The analysis of data presented in Table 1 was based on a standard screen of 23 roses for which 31 leaflets were inoculated and indicates either that more cultivars are susceptible to black spot in late summer and early fall than during spring and midsummer or that black spot is more infective (virulent) then. Build-up of inoculum was not involved since the same volume of inoculum containing a standard concentration of spores was used. The period between June 27 and July 10, which just preceded the collection of leaves on July 14, was the most consistently hot period during 1959. Therefore daily, temperatures circa 90° F. may affect susceptibility to black spot in the hosts, virulence of D. rosae, or both.

LITERATURE CITED

  1. Frick, Louise. 1944. Untersuchugen über die Biologie and Pathogentkt von Diplocarpon rosae (Lib.) Wolf. Phytopath. Ztschr. 14:525-591.
  2. Geddes, Cleona H. 1952. Resistance of roses to Diplocarpon rosae—the cause of black spot. American Rose Annual 37:188-197.
  3. Green, D. E. 1932. Contribution from the Wisley Laboratory LX. Further observations on the black spot disease of roses (Diplocarpon rosae Wolf). Royal Horticulture Society Journal 57:58-62.
  4. Halsted, B. D. 1893. Fungous troubles of roses. New Jersey Agricultural Experiment Station Report 13:281 (1892).
  5. Jenkins, W. R. 1954. Variation in pathogenicity and physiology of Diplocarpon rosae (Lib.) Wolf, the rose black spot pathogen. Ph.D. Thesis. University of Maryland. 47 pp.
  6. Lyle, E. W. 1944. Understocks and black spot—Four rose understocks and their effect on the occurrence of black spot and growth of bushes. American Rose Annual 1944:160-162.

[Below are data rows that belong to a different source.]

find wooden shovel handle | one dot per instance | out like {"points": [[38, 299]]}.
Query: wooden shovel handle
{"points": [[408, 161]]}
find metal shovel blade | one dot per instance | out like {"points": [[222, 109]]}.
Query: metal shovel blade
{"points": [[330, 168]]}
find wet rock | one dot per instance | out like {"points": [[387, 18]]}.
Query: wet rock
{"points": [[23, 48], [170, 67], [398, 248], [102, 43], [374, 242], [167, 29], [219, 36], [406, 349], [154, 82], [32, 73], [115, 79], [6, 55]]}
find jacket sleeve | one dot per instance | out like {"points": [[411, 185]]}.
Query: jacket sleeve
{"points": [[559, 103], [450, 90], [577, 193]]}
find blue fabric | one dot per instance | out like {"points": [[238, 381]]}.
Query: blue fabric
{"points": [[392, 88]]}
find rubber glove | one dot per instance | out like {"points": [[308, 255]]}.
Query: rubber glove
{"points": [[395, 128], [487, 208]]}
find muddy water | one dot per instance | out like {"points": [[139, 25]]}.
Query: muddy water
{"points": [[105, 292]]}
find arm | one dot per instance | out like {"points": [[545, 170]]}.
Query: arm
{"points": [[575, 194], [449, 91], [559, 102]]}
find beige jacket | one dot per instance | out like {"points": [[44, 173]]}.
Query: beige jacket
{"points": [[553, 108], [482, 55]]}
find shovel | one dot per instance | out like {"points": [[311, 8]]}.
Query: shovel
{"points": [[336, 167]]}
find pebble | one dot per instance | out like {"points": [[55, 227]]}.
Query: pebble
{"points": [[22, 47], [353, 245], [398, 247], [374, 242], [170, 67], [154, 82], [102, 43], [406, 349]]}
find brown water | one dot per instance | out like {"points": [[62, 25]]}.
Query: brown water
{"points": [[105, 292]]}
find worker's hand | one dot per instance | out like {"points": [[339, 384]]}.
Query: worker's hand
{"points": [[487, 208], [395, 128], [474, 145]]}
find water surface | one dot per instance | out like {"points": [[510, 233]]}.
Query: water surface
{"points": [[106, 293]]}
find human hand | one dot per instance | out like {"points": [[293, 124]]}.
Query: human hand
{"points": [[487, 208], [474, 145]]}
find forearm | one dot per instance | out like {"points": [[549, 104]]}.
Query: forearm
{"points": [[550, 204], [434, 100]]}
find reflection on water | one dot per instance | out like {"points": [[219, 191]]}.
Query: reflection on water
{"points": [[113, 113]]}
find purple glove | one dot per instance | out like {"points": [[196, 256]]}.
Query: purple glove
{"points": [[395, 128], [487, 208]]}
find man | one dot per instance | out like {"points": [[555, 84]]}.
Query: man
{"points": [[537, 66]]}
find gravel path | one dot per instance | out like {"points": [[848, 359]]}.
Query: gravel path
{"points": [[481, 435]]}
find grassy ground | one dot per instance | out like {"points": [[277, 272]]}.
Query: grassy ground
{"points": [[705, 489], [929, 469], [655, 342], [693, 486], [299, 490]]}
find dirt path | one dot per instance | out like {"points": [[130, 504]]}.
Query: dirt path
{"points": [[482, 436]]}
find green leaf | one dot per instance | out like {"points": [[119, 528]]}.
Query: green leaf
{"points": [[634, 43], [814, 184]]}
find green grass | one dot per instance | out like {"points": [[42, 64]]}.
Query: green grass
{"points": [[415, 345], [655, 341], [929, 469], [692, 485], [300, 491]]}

  7. McClellan, W. D., E. A. Taylor, and F. F. Smith. 1957. Relation of fungicide and miticide treatments to winter injury and spring black spot development on roses. Phytopath 47: 357-360.
  8. Piester, E. A. 1940. Relative susceptibility of rose varieties to black spot. Plant Disease Reporter 24:478-480.
  9. Rosen, H. R. 1944. Search for black spot resistance in roses. American Rose Annual 29:155-159.
  10. Seymour, A. B. 1929. Host index of the fungi of North America. Harvard University Press, Cambridge, Mass. 732 pp.